Are investors setting themselves up for disappointment?

Are investors setting themselves up for disappointment?

The low level of interest rates helped drive a significant amount of investor interest in income funds and fixed income investments.  However, as improved signs from the economy point to an environment of increasing short term interest rates, how are these investments expected to perform?  Are investors setting themselves up for disappointment?

Over the course of 2010, Canadian investors purchased more than $6 billion of balanced funds with an income bias.  For some investors, these funds offer a more stable income stream to fund their spending needs.  For other investors, these strategies can provide less volatility than a traditional balanced fund. Typically these funds will hold a balance of fixed income or bond investments guaranteed by governments or corporations as well as equities or stocks that generally pay a dividend.  These types of investments are considered to be interest rate sensitive as they tend to fall in value as interest rates increase and increase in value as interest rates fall.

It is broadly anticipated that the Bank of Canada will once again commence raising interest rates this year.  As the value of interest sensitive investments tends to fall as interest rates increase, many investors are expecting that the coming economic environment might depress the returns from income funds.  However, this generalization does not apply to all income funds as some have been structured to reduce the impact of rising rates. There are three main factors that can help protect an individual fund: first, the term of the fixed income investments, second whether the fixed income investments are government guaranteed or backed by corporations and finally whether the fund has holdings in dividend paying stocks.
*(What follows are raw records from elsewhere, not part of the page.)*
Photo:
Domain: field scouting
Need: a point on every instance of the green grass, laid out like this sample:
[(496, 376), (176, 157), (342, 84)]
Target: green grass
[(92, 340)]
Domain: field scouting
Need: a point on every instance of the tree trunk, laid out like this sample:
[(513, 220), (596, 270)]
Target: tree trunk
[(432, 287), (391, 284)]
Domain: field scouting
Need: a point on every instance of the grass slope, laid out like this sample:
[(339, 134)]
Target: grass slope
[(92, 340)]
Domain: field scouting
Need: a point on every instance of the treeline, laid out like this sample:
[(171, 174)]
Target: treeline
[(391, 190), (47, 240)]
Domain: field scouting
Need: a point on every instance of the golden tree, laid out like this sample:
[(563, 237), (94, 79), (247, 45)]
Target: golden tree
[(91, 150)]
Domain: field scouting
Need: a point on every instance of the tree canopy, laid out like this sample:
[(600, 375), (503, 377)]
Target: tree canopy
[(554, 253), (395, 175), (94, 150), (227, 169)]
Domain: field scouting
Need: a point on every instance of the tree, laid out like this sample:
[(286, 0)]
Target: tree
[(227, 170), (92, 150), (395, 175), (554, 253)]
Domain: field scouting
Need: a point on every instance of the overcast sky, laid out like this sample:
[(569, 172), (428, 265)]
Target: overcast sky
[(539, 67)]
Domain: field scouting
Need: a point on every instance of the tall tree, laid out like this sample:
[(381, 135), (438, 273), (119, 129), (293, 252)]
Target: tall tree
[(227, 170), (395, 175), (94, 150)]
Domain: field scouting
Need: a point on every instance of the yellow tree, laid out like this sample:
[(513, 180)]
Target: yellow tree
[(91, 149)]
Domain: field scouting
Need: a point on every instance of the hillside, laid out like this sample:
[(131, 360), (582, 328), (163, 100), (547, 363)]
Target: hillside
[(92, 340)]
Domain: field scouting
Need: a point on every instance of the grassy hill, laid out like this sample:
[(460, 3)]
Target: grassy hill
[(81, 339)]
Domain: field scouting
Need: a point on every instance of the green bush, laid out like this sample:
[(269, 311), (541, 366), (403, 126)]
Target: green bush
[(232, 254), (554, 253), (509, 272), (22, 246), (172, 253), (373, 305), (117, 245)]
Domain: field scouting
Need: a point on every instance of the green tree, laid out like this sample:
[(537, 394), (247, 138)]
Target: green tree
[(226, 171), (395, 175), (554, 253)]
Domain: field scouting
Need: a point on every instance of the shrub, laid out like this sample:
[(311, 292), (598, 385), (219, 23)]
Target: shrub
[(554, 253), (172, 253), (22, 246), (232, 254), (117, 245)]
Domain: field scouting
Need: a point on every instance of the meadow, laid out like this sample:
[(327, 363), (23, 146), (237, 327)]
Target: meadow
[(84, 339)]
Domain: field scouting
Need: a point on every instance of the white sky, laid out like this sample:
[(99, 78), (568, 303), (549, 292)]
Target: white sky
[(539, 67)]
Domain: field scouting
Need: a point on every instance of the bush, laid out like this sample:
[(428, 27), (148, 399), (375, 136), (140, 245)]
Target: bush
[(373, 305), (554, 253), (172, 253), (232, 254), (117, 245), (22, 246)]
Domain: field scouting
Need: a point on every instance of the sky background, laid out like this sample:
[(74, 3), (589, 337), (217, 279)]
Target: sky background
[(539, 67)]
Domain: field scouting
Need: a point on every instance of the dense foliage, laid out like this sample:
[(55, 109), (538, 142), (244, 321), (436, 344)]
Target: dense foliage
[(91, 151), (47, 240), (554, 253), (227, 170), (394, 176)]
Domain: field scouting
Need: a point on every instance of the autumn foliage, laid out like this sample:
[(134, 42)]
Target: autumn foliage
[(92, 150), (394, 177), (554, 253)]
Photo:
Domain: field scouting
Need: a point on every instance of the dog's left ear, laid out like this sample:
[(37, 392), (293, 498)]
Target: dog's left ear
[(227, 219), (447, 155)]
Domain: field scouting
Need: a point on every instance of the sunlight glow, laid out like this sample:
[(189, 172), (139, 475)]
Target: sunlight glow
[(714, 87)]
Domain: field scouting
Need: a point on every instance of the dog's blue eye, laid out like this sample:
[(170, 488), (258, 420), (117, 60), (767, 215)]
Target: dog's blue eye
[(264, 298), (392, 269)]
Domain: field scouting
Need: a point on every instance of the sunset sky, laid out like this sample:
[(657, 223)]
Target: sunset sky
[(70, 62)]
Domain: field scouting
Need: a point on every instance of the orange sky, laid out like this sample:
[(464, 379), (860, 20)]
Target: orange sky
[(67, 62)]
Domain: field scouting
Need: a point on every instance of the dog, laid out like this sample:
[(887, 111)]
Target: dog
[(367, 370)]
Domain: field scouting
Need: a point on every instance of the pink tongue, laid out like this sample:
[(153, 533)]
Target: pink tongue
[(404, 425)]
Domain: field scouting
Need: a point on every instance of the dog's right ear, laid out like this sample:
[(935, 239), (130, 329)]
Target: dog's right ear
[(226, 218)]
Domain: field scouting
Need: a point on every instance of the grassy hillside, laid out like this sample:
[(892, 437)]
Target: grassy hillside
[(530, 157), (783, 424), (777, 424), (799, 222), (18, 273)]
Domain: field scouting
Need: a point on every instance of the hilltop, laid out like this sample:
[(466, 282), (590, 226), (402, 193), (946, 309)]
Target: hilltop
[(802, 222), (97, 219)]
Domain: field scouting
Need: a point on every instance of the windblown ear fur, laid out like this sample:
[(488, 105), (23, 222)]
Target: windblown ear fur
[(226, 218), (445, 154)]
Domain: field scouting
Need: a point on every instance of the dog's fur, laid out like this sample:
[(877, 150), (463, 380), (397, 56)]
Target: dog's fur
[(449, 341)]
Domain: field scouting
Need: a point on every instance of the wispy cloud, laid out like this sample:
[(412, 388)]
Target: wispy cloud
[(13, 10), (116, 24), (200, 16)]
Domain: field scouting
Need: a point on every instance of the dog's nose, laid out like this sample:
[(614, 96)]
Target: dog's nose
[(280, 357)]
First, just because short term interest rates are increasing does not necessarily mean that interest rates for all government securities are increasing.  Depending on the speed and magnitude of short term interest rate increases, longer term interest rates can be stable or even declining.  As such, income funds that have exposure to fixed income investments with a well diversified set of maturity dates may be somewhat insulated from increasing rates.

Second, just because government rates are increasing does not mean that all fixed income yields will increase.  Corporate bonds  tend to trade at  a yield premium to government bonds of the same maturity.  This yield premium tends to decline as the economy improves.  In some periods, this decline in credit spreads is sufficient to offset the increases in government backed interest rates. As such, income funds that have significant corporate credit exposure can sometimes be insulated from increasing government rates.

Finally, some income funds have significant exposure to dividend paying equities such as banks or utilities. These types of investments are also driven by expectations for earnings and dividend increases.  As the economy improves, equity investors tend to revise up the earnings expectations for various corporations.  Such revisions can stimulate price increases that even offset the effect of  increasing interest rates.

When looking at purchasing an income fund, it is critical to look at the underlying investments that are held within that fund.  Despite expectations of increasing short term rates, funds that have exposure to corporate credit with a broad set of maturity dates and dividend paying equities may be able to provide reasonable returns over the long-term.

The article is not intended to provide advice, recommendations or offers to buy or sell any product or service. The information provided in this report is compiled from our own research and is based on assumptions that we believe to be reasonable and accurate at the time the report was written, but is subject to change without notice.